WHEN TYPHOID fever broke out in Pakistan in late 2016, doctors noticed that many patients were not responding to an antibiotic, ceftriaxone, that had worked before. Now we know why. Scientists reported Feb. 20 that the organism that caused the illness, Salmonella enterica serovar Typhi, had become extensively resistant to antibiotics. This development should be another warning that the global threat of antimicrobial resistance remains real, and urgent.
Typhoid fever is a major public-health menace in low- and middle-income countries ; it is often transmitted by contaminated water and causes an estimated 200,000 deaths a year. Prevention is best accomplished through vaccination, access to clean water and improved sanitation, but when the disease strikes, antibiotics are critical for treatment. Already, strains of the organism in Asia and Africa were resistant to some antibiotics, but so-called third- generation antibiotics, such as ceftriaxone, seemed to be working. Then came the outbreak. Three hundred thirty-nine isolates from patients in the Sindh region in southeastern Pakistan, including Karachi and Hyderabad, taken from November 2016 to September 2017, revealed that third-generation antibiotics were failing. Thankfully, a few of the more modern, fourth-generation antibiotics still worked.

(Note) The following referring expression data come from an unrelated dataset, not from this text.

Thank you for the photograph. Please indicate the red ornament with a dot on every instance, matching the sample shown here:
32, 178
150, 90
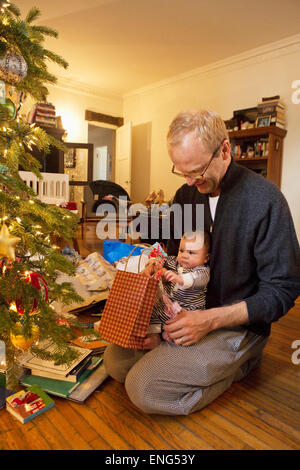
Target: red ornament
37, 280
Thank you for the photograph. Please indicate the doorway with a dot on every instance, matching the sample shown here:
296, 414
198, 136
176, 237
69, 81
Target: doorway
104, 141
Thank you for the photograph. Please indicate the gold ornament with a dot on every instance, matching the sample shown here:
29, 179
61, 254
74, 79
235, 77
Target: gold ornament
7, 243
13, 67
19, 340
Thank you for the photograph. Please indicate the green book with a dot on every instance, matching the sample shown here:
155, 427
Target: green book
60, 388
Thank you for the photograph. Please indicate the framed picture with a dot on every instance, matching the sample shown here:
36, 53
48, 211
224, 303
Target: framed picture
263, 121
70, 158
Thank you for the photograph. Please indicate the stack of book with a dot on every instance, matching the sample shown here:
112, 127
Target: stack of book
74, 381
27, 404
43, 114
272, 108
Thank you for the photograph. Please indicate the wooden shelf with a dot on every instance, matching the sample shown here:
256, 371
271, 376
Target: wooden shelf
251, 159
268, 165
258, 132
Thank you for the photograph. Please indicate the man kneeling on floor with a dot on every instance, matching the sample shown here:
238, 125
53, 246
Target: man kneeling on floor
254, 277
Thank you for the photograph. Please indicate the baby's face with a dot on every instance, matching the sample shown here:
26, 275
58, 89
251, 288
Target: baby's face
192, 253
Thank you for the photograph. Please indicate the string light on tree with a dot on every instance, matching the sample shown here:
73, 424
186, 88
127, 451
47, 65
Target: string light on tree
7, 243
3, 5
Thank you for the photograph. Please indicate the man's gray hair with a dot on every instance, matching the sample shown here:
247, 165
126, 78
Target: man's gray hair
207, 125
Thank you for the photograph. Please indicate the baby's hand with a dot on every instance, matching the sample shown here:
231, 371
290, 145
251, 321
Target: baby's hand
172, 277
152, 341
153, 266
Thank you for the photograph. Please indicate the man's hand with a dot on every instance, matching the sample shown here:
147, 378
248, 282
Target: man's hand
189, 326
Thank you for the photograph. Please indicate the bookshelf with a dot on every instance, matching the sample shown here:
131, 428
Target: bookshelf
260, 149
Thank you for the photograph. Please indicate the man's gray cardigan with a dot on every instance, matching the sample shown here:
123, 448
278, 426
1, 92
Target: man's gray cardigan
255, 253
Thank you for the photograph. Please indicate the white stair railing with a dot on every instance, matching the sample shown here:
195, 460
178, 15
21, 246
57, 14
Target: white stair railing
53, 188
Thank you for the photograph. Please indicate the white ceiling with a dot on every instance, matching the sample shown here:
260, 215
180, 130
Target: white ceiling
117, 46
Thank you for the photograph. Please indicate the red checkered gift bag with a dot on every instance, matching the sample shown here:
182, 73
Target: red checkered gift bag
125, 318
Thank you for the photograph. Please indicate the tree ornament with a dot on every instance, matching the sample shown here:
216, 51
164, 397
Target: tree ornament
7, 243
19, 340
10, 107
37, 280
13, 67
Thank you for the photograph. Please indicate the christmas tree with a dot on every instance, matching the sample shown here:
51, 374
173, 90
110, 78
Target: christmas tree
29, 261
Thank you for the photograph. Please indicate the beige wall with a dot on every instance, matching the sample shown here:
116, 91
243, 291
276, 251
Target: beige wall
71, 106
236, 83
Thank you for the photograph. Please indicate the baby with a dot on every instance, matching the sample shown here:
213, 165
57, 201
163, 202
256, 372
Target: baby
185, 278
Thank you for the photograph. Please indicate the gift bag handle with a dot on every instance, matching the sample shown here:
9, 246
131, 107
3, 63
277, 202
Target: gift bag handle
139, 265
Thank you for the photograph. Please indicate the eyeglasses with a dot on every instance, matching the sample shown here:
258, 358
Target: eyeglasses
196, 175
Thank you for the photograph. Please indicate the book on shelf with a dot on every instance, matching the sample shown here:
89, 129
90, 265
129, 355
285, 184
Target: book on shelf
96, 346
92, 383
42, 113
4, 393
62, 388
29, 361
73, 376
272, 100
27, 404
278, 124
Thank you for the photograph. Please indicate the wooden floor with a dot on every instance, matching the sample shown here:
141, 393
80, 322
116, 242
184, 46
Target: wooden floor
262, 412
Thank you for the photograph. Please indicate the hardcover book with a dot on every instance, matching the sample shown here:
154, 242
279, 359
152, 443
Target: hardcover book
60, 388
27, 404
73, 376
33, 362
81, 393
4, 393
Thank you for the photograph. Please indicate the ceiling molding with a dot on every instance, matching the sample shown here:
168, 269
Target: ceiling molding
80, 88
252, 56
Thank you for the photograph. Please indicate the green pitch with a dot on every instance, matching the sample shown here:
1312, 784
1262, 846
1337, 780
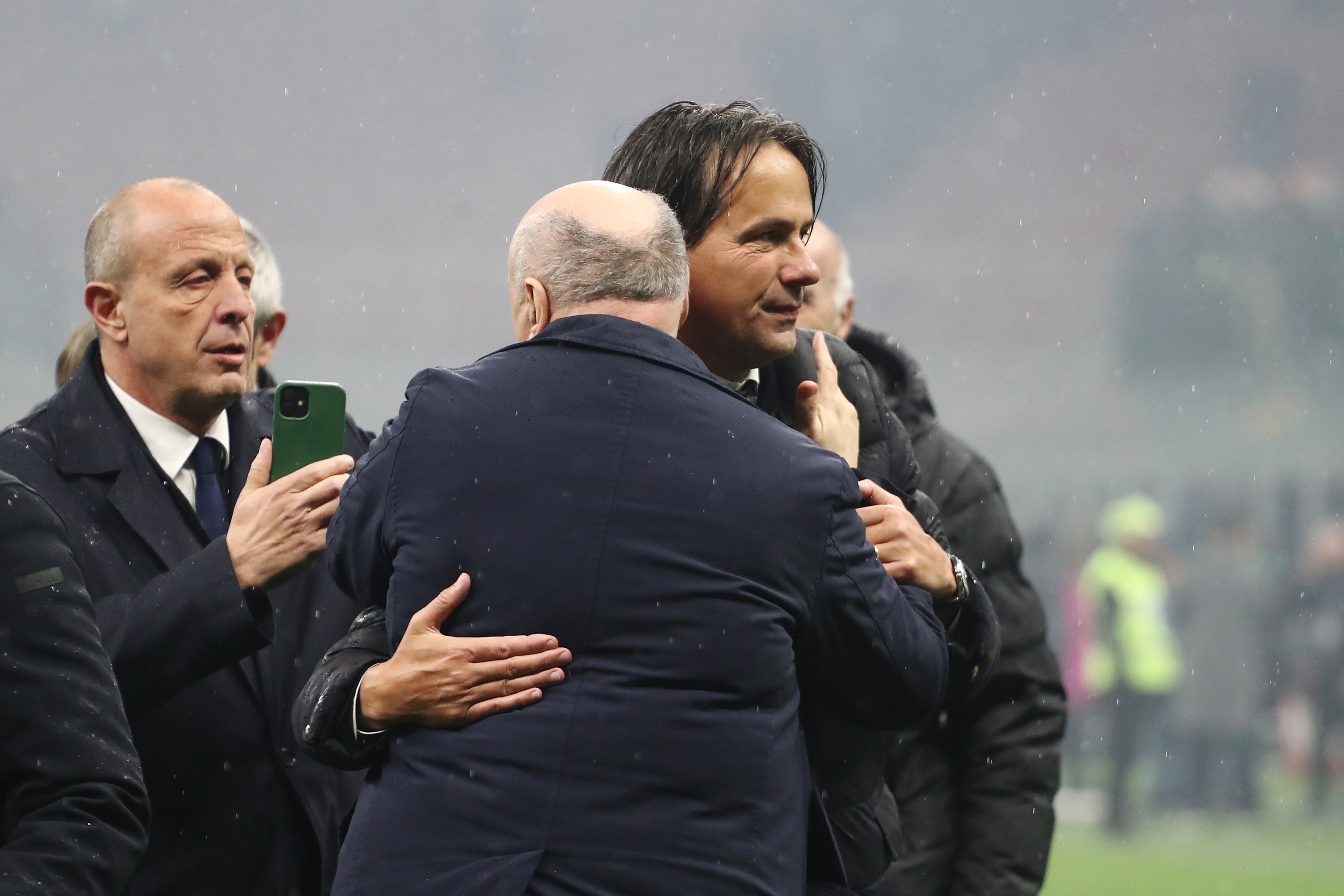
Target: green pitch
1198, 857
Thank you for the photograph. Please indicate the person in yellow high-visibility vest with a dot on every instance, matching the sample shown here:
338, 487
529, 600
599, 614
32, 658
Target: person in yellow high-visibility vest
1132, 664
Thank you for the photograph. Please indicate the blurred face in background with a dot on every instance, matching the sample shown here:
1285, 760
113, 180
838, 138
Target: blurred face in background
819, 302
749, 271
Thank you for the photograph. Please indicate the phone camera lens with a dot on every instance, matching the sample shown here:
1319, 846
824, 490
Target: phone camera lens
293, 402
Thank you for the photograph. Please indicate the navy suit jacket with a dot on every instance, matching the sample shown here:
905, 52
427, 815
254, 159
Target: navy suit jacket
207, 675
699, 558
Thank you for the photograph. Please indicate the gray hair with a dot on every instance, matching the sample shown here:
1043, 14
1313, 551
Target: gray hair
578, 264
844, 283
107, 253
268, 289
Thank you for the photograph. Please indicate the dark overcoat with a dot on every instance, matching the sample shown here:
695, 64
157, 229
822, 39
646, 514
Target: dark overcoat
207, 673
73, 809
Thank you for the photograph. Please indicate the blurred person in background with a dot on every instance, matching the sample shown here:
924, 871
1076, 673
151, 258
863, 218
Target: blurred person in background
74, 350
1219, 603
1322, 645
1132, 663
74, 816
976, 788
267, 293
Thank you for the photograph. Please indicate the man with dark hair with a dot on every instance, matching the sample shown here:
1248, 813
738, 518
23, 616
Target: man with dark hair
744, 185
976, 788
597, 478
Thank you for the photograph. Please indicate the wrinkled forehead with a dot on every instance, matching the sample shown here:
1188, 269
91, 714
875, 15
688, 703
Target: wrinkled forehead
168, 228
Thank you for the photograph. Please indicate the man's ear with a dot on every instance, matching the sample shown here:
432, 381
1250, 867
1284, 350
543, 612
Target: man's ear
269, 336
846, 320
537, 307
104, 303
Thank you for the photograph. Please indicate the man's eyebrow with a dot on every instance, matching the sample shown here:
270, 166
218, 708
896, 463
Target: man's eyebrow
771, 224
203, 263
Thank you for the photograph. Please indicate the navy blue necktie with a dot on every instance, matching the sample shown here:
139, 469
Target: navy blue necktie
210, 497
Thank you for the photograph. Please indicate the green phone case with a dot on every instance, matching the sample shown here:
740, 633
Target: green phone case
316, 436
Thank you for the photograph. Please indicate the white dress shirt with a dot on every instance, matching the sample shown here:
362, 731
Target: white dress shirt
168, 444
753, 377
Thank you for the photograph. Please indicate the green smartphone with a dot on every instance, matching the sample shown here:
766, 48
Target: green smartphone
310, 425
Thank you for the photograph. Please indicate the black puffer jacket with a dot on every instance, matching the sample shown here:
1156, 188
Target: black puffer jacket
976, 789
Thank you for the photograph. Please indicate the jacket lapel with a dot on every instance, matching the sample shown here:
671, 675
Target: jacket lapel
95, 437
245, 436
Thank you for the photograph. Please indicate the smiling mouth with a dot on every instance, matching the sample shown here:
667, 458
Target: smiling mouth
789, 312
234, 353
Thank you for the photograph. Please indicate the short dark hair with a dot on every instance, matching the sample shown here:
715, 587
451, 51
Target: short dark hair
694, 155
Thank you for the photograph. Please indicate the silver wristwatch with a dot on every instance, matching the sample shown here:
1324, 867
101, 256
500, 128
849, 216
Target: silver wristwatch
959, 570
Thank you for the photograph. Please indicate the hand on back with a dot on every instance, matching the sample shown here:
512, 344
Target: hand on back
440, 681
279, 527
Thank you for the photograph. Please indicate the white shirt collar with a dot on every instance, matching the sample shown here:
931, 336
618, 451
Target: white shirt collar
168, 444
753, 377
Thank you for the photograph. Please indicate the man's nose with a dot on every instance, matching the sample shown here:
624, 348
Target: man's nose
234, 303
801, 271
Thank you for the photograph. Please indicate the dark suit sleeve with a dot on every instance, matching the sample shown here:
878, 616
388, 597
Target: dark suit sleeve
323, 715
185, 625
76, 813
874, 646
358, 554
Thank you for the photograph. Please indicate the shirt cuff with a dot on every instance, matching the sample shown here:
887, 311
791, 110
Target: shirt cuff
354, 711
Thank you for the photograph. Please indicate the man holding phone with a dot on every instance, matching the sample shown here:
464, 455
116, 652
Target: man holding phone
199, 566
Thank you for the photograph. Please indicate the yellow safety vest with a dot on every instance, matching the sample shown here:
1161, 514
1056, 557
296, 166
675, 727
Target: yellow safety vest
1151, 661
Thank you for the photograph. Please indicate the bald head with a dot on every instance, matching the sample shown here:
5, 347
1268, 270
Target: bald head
612, 209
596, 242
828, 304
109, 242
168, 289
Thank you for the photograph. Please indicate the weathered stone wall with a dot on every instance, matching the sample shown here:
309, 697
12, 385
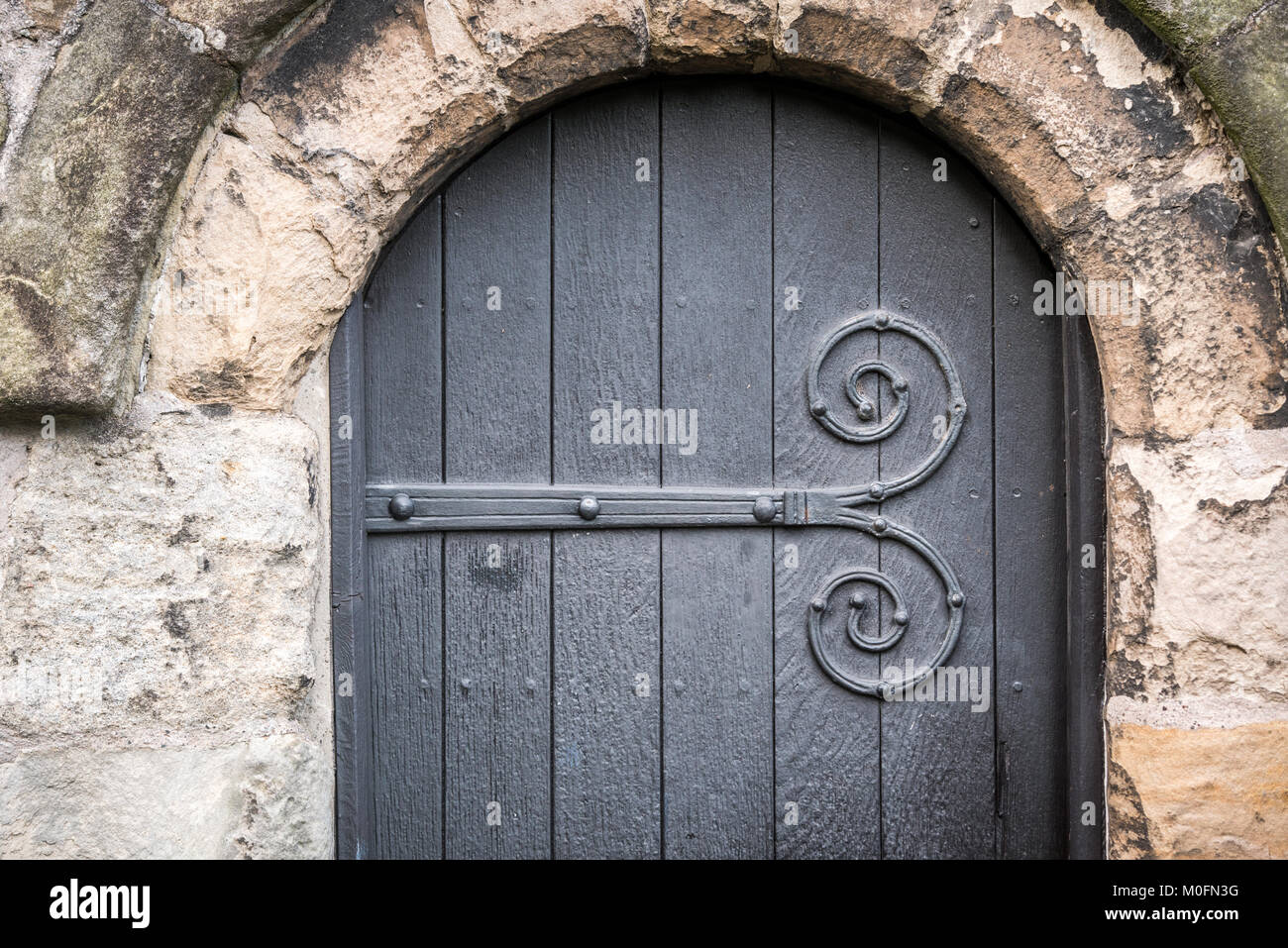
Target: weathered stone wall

To understand how the resistance spread so quickly, scientists mapped the genetic blueprint of the organism. They found it had embraced a piece of genetic material, probably from another species, that conferred the ability to resist ceftriaxone. In essence, bacteria were trading instructions across species on how to fight antibiotics. It has long been known that bacteria can exchange genetic material like this, but the Pakistan study underscored how the process may be accelerating antibiotic resistance. The scientists say in their report, published in the journal mBio, that ceftriaxone “is no longer reliable in the region.”
Antibiotics are a pillar of modern medicine and have saved lives for decades, but the rise of resistance threatens a back-to-the-future moment when small infections could become fatal, as they once were. This reckoning was postponed for a long time because a robust pipeline of new antibiotics was discovered and brought to market. But then the flow began to dry up. Antibiotics are often not as profitable as other drugs, making costly development less attractive for pharmaceutical companies.
The Pew Charitable Trusts and the World Health Organization published analyses in December of the worldwide pipeline of products in clinical development with the potential to treat drug-resistant infections, and they called the findings “grim.” They said too few new antibiotics are under development, and too few represent new classes of drugs. Recently, researchers reported on a new antibiotic found in soil, and with luck there will be more discoveries to follow. Separately, an ambitious public-private program, CARB-X, is attempting to speed up the development of promising early-stage antibiotics and diagnostics.
Just as vital, the overuse of antibiotics in human and animal health must be curbed. Fortunately, there is more attention these days to providing better stewardship of existing drugs. No less is at stake than preserving these miracle medicines, now and for future generations.